Prices have risen near enough £10k since the Cross Turismo arrived in late 2021. The base version is now over £88,000 – which is also £10k more than the equivalent Taycan saloon. But from there on the price gaps narrow as the equipment levels align more closely. The 4S Cross Turismo is £95k, the Turbo £127k and the Turbo S £149k. The power figures read as follows: 470bhp, 563bhp, 671bhp and 751bhp – but note these are only available in Launch mode. In regular driving it develops around 80bhp less depending on model – in fact both Turbo and Turbo S develop the same 625bhp.
Crikey. It must be quick…
None of them are slow: 0-62mph times sit in a range between 2.9 and 5.1 seconds. The 4S is a sweet spot: you don’t need to hit 62mph faster than 4.1s or do more than 149mph. In fact, in our tests the 4S hit 60mph in 3.8s, and 100 in 8.3s. That’s genuine super saloon speed, ballpark with a BMW M3 Touring or Audi RS6. In our hands the Turbo S version was plain nuts, taking a second out of the 4S’s 0-60mph time and two out of the 0-100mph. That’s downright disconcerting speed.
What about the question of range?
The Turbo S is the least efficient at a claimed 266 miles from the 84kWh usable portion of its battery – but that’s up from 241 miles when the car was first launched. Battery, inverter, electrical system and software improvements are the reason you should now get 2.75mi/kWh rather than 2.5. In reality, expect 2mi/kWh, maybe 2.3-2.5 for the lower spec cars.
What about rivals?
Sporting electric estates are countable on one finger. It’s this or nothing. However, the Tesla Model S, despite being a saloon, is just as practical and has the speed element covered. However, it’s nowhere near as good to drive. Similarly you could line up the Mercedes EQE or EQS, and the Audi e-tron GT. The latter is the pick of those. It drives very well indeed, looks great and is versatile to just about make it as a family machine.
It’s fair to assume that given the e-tron GT is built on the same bespoke EV platform as the Taycan, it’ll be making similarly extensive use of it in due course. Until then, the Cross Turismo occupies a unique position in the market. And occupies it very convincingly indeed.
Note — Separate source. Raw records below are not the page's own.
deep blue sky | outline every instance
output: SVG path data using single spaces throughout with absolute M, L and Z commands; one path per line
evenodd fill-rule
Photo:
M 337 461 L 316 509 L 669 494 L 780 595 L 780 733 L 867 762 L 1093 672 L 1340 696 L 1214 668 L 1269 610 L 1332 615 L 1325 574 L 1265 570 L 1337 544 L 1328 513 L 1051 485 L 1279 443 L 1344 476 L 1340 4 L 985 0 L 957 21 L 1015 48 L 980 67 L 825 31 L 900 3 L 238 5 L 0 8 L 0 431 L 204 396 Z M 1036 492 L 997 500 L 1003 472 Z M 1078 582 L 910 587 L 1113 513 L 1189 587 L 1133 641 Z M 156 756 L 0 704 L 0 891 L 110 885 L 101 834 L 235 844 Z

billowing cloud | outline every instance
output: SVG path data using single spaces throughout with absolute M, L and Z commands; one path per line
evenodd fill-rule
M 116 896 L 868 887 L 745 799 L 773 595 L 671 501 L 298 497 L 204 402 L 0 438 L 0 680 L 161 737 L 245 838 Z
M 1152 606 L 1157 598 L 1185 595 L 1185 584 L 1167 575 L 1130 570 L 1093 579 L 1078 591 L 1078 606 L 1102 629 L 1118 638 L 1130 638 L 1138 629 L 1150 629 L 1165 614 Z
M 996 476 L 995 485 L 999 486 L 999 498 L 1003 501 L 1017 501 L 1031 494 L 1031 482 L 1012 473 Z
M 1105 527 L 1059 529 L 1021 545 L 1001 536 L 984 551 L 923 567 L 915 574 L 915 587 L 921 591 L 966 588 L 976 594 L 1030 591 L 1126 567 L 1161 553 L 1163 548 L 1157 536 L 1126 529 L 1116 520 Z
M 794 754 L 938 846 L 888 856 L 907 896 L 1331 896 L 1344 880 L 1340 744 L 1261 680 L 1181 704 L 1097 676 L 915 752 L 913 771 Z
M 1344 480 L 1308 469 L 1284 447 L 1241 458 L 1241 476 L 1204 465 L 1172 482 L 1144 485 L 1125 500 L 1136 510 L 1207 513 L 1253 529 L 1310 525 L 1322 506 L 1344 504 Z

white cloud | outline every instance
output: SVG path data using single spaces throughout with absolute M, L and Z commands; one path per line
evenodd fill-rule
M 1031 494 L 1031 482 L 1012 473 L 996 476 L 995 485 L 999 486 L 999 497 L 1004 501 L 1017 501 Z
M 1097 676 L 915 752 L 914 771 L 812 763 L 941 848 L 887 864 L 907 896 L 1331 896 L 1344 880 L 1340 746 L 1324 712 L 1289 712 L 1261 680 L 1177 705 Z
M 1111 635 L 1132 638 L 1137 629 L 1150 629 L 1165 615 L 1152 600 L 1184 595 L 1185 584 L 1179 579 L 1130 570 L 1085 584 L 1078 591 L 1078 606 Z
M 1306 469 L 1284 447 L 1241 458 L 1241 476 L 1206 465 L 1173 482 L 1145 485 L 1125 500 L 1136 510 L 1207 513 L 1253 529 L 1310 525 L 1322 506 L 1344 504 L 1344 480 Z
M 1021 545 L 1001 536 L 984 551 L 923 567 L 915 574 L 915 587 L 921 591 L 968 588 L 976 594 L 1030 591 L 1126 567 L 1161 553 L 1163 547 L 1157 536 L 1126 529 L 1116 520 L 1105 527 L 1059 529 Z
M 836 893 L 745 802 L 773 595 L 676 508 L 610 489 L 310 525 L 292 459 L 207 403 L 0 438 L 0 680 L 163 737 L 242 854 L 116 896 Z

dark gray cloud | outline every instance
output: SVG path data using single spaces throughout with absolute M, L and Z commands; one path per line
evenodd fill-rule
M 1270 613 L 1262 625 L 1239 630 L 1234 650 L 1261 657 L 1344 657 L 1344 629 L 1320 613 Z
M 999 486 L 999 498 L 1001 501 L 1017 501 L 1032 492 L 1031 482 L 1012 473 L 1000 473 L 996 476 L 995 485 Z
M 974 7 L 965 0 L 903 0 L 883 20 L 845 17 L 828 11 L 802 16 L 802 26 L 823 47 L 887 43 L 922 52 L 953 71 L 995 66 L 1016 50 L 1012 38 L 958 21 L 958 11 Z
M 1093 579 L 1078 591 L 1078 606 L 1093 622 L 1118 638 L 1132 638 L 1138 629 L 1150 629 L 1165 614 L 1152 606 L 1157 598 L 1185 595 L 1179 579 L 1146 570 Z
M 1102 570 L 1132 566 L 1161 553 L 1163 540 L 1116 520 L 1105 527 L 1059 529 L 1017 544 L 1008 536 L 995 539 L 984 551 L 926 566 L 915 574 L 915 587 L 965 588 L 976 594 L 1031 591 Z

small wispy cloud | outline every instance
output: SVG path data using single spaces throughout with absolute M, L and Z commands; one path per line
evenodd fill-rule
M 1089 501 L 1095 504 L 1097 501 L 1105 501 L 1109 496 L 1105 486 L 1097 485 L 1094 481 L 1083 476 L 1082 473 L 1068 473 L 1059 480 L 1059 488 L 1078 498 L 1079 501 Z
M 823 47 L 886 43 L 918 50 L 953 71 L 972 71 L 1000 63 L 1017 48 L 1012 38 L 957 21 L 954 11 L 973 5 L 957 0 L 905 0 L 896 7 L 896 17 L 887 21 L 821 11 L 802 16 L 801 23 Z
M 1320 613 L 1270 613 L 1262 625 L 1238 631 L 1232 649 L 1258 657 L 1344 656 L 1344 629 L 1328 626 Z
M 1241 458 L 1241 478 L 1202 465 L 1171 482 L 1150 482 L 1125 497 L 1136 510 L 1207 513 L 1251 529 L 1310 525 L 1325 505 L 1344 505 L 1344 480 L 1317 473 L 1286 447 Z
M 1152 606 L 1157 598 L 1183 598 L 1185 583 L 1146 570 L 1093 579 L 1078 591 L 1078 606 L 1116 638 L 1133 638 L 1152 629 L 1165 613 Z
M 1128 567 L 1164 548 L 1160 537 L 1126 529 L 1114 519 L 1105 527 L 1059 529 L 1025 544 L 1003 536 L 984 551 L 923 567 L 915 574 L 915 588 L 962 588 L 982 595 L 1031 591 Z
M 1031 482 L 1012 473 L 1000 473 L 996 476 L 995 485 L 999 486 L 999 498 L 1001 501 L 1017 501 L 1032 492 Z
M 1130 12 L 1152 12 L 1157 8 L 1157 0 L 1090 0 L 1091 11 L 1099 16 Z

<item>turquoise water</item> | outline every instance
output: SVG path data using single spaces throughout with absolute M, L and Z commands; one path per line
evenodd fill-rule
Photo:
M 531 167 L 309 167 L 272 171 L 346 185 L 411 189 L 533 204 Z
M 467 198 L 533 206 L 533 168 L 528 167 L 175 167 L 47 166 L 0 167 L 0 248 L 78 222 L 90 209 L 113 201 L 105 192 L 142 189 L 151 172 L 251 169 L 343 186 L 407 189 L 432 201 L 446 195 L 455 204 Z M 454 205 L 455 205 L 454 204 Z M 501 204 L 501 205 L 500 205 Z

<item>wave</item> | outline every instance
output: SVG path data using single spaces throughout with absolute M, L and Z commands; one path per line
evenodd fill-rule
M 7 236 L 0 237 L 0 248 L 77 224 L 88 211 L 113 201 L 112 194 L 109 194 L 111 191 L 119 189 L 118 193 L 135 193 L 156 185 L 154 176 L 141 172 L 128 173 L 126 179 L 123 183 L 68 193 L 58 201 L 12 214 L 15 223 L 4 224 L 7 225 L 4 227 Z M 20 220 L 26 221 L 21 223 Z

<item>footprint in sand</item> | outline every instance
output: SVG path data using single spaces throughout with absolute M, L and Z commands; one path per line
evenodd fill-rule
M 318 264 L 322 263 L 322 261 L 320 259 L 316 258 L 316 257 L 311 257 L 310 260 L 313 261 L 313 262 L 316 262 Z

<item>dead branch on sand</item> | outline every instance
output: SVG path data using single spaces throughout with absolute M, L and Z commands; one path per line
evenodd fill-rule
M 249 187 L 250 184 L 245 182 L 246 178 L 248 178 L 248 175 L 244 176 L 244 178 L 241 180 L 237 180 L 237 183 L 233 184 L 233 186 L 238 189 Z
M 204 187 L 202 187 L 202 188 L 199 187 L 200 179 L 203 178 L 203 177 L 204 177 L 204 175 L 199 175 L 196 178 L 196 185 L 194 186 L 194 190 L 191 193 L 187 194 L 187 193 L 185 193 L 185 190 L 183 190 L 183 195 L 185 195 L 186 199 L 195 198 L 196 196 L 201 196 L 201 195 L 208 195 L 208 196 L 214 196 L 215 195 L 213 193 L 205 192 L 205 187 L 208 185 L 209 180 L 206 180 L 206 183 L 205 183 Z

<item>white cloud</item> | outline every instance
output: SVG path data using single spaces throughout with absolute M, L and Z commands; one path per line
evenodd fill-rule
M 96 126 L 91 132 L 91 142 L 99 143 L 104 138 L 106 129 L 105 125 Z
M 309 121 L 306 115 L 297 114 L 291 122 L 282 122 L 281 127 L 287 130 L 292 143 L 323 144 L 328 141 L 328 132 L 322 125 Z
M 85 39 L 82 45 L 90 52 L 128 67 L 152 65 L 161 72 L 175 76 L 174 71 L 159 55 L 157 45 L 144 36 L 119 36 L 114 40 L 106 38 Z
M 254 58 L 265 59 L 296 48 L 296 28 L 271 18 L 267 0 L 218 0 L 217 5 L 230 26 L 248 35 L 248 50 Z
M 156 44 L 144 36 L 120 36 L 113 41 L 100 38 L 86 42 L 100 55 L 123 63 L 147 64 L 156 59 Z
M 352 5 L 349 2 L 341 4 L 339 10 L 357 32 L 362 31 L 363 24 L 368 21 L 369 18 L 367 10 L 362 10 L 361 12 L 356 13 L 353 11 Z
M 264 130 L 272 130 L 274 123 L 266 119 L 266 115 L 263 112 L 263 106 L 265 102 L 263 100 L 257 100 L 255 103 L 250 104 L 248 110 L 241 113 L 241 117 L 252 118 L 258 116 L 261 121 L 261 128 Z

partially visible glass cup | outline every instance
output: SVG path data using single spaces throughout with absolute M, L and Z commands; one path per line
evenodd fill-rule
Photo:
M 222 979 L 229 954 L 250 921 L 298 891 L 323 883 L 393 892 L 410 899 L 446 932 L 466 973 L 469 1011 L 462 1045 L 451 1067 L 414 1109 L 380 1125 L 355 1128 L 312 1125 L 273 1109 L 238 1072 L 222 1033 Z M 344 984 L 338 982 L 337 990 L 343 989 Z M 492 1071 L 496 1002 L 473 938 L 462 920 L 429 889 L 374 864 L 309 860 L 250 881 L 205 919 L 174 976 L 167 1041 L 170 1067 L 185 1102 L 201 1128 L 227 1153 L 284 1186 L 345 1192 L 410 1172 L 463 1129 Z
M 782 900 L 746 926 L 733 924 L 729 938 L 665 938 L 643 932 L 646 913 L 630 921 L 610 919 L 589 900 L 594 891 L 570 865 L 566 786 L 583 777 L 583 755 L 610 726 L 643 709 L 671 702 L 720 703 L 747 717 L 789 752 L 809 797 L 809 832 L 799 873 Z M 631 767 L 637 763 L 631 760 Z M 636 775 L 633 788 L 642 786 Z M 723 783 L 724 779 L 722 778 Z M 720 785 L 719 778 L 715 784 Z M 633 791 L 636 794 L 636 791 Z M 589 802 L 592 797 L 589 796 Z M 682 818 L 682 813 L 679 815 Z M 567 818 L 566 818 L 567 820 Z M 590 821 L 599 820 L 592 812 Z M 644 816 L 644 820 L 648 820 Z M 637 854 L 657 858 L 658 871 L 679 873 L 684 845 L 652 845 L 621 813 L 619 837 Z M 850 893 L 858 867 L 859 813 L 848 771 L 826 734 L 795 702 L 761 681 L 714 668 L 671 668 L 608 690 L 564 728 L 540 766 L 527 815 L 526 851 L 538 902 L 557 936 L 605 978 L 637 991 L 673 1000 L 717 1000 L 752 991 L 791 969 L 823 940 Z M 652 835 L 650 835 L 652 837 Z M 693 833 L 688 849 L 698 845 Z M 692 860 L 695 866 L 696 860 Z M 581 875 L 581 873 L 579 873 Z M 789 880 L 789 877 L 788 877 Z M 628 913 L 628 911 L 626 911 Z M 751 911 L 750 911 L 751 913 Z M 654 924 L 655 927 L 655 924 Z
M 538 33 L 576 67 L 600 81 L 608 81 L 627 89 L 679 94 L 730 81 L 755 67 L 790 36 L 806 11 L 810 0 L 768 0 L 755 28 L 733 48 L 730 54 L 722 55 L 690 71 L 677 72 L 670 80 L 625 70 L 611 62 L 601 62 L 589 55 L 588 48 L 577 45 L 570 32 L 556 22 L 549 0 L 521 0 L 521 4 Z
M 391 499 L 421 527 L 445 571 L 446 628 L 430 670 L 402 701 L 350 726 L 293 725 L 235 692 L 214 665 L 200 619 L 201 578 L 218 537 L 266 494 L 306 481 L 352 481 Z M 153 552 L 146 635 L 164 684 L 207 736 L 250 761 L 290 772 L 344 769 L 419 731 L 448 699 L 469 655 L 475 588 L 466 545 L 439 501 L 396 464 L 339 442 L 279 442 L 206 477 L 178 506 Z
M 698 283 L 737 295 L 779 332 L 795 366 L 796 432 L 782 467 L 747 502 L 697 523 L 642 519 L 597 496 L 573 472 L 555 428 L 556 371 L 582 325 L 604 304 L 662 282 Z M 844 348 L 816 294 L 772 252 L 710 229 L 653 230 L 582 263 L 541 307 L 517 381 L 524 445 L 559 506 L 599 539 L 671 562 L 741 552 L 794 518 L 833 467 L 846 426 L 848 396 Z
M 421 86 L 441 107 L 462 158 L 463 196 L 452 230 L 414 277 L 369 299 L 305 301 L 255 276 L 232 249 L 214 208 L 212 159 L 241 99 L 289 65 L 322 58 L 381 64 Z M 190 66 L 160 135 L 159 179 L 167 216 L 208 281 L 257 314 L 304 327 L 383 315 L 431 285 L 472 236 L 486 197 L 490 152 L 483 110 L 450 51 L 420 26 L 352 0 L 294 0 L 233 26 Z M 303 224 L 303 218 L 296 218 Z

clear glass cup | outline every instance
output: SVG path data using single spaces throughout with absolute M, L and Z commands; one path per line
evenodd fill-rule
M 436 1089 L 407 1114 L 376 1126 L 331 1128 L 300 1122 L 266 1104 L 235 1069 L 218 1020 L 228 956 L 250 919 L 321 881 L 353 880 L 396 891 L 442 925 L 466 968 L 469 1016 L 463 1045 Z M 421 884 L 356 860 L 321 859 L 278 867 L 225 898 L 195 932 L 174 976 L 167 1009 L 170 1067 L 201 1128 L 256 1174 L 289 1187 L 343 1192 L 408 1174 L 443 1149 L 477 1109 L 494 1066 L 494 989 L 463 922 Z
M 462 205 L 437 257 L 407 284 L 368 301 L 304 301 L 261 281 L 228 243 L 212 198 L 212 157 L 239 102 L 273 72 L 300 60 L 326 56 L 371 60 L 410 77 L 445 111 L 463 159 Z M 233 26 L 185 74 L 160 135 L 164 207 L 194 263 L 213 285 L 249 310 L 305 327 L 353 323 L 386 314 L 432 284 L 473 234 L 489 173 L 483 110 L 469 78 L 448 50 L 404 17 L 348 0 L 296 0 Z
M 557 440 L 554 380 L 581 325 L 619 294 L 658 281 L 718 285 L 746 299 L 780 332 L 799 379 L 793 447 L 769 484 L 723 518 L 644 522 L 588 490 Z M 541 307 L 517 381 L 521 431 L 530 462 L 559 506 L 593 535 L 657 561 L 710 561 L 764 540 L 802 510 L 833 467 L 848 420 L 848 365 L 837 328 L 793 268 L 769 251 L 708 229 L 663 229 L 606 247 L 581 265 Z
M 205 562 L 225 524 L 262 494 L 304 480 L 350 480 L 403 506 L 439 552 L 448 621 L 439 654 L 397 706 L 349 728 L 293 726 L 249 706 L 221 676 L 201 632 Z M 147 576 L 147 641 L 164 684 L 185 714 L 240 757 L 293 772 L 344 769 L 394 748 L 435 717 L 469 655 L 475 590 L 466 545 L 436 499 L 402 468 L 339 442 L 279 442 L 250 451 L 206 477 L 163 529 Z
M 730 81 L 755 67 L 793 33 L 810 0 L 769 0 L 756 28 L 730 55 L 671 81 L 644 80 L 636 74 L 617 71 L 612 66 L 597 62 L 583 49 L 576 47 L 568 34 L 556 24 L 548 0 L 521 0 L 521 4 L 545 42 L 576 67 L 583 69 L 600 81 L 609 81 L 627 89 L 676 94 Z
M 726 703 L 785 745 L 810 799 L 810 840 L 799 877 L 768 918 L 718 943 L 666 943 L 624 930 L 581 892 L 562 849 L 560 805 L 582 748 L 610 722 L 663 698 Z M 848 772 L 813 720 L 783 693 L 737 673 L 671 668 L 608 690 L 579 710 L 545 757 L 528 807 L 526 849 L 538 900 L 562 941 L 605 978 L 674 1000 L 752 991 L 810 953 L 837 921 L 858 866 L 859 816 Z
But the competition isn’t so much other electric cars as other fast estates. In terms of handling, reward, versatility, comfort, price and ethos the Cross Turismo is much more aligned to the BMW M3 Touring, Audi RS6 and Mercedes-AMG E63 than to anything electrically powered at the moment. The new M3 Touring is a very convincing all-rounder. We’d now have it over either of the bigger estates. You could argue – and we would – that the Cross Turismo’s closest rival comes from within: the Panamera Sport Turismo. It’s bigger and more expensive, but the Taycan beats it.
Our choice from the range
What's the verdict?
The Cross Turismo is arguably the most complete fast estate available today. Not the biggest or most practical by a long chalk, maybe not the most engaging alongside a petrol M3 Touring, but in terms of its breadth of ability and fulfilling the role it sets out for itself, it is brilliant. We’d have it over an Audi RS6 or any Panamera. Only the rowdier M3 and E63 could possibly tempt us to the petrol side.
More than that, it’s a better car than a regular Taycan – marginally blunter to drive, but moving away from a purer sporting focus serves the Cross Turismo well. Similar underneath they may be, but this is a different car in terms of outlook, ability and ethos and further distanced from the four-door than we expected. Its comfort and dynamic range is dazzling, it comes across as even more thoroughly developed and capable. Porsche has moved the game on. Not cheap, but quite possibly the best sporting electric car on sale today.